The intrusions do not appear to be a localised operation, since they are spread across the area of responsibility of different PLA brigades and division. That suggests centralised coordination from at least the PLA’s theatre command.
Contacted for confirmation, senior officers in the army’s public information directorate declined to comment. Sources say the Prime Minister’s Office (PMO) and National
Security Advisor Ajit Doval are overseeing the Indian response.
At the local level, which falls under the ambit of the Leh Corps Commander, there is little contact with the Chinese. It is learnt that the PLA has stopped responding to Indian requests for flag meetings under the mutual protocol termed the “Border Management Posture” (BMP).
“It is a stand-off in which there is presently no communication,” says a senior military officer.

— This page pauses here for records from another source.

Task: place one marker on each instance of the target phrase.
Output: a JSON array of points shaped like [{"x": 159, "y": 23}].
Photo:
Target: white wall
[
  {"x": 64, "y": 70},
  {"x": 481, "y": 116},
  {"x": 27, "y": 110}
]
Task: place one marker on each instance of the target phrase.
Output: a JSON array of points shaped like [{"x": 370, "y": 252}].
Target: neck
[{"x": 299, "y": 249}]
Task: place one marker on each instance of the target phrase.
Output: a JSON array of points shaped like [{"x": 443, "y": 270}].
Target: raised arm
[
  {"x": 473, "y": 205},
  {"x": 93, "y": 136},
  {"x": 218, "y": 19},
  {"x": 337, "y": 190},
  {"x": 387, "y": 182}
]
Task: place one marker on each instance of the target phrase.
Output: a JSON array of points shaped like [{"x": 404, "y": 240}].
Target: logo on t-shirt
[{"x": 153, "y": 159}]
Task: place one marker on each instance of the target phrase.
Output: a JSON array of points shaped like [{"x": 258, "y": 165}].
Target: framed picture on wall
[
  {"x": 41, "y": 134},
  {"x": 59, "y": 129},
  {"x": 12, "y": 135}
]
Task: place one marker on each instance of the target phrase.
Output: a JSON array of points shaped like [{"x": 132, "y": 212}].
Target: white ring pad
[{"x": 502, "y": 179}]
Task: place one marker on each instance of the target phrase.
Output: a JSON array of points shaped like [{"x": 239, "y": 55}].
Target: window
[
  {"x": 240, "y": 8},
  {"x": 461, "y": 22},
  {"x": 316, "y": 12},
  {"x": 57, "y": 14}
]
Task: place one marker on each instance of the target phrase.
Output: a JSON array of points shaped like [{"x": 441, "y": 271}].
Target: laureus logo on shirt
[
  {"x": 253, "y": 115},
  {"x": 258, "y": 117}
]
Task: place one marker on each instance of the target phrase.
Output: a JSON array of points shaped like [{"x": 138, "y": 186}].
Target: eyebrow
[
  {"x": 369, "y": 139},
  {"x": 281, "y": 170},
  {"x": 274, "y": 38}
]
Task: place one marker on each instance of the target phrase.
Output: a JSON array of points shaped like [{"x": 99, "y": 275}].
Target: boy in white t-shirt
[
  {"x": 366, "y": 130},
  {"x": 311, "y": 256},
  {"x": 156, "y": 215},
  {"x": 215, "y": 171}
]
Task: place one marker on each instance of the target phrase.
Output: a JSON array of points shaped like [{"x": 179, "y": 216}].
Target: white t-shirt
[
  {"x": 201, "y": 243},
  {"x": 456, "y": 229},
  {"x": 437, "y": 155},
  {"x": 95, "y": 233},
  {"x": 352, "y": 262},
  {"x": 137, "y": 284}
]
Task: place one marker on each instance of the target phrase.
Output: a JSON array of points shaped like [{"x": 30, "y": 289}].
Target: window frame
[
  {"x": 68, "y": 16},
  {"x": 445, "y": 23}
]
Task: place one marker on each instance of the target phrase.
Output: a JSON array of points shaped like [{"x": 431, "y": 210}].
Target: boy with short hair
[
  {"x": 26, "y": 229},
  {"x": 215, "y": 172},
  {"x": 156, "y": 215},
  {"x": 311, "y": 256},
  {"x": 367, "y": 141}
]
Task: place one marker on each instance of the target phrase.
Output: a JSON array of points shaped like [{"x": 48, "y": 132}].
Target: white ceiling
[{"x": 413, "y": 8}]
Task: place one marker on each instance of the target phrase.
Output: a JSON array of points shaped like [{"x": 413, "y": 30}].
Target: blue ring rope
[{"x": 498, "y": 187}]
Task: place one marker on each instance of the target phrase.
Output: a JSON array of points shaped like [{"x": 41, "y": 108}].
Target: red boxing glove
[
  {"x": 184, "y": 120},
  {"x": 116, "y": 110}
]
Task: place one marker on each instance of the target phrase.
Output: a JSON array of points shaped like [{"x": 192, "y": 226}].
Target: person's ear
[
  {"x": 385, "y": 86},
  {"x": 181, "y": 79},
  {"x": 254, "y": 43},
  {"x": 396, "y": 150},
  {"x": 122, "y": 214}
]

The unusual level of Chinese aggression is illustrated by an incident at the end of April when two Chinese helicopters chased an Indian helicopter in which the Leh Corps Commander was surveying Indian positions near the Pangong Lake.
The army admits that there was an incident involving helicopters from both sides, but states it was a “coincidence” that the Chinese helicopters were there. The Indian Air Force (IAF) chief, Air Chief Marshal RKS Bhadauria admitted in an interview this week that there was Chinese helicopter activity in the area, but claimed that the IAF was taking “necessary action”.
There is little clarity within the government about why the Chinese have triggered this intrusion, along with another simultaneously in Sikkim. Some officials speculate that Beijing is punishing New Delhi for publishing a revised map of the former state of Jammu & Kashmir in November, which showed Aksai Chin — which both countries claim, but China occupies — as a part of India.
Another viewpoint holds that the traditionally peaceful Galwan River has now become a hotspot because it is where the LAC is closest to the new road India has built along the Shyok River to Daulet Beg Oldi (DBO) — the most remote and vulnerable area along the LAC in Ladakh.
Along the 800 km LAC in Ladakh, there have traditionally been just five trouble spots, where the two sides dispute the LAC.
These are Chumar, Demchok, Pangong and two places near DBO. The PLA’s ingress into the Galwan River valley opens up a new and worrying chapter.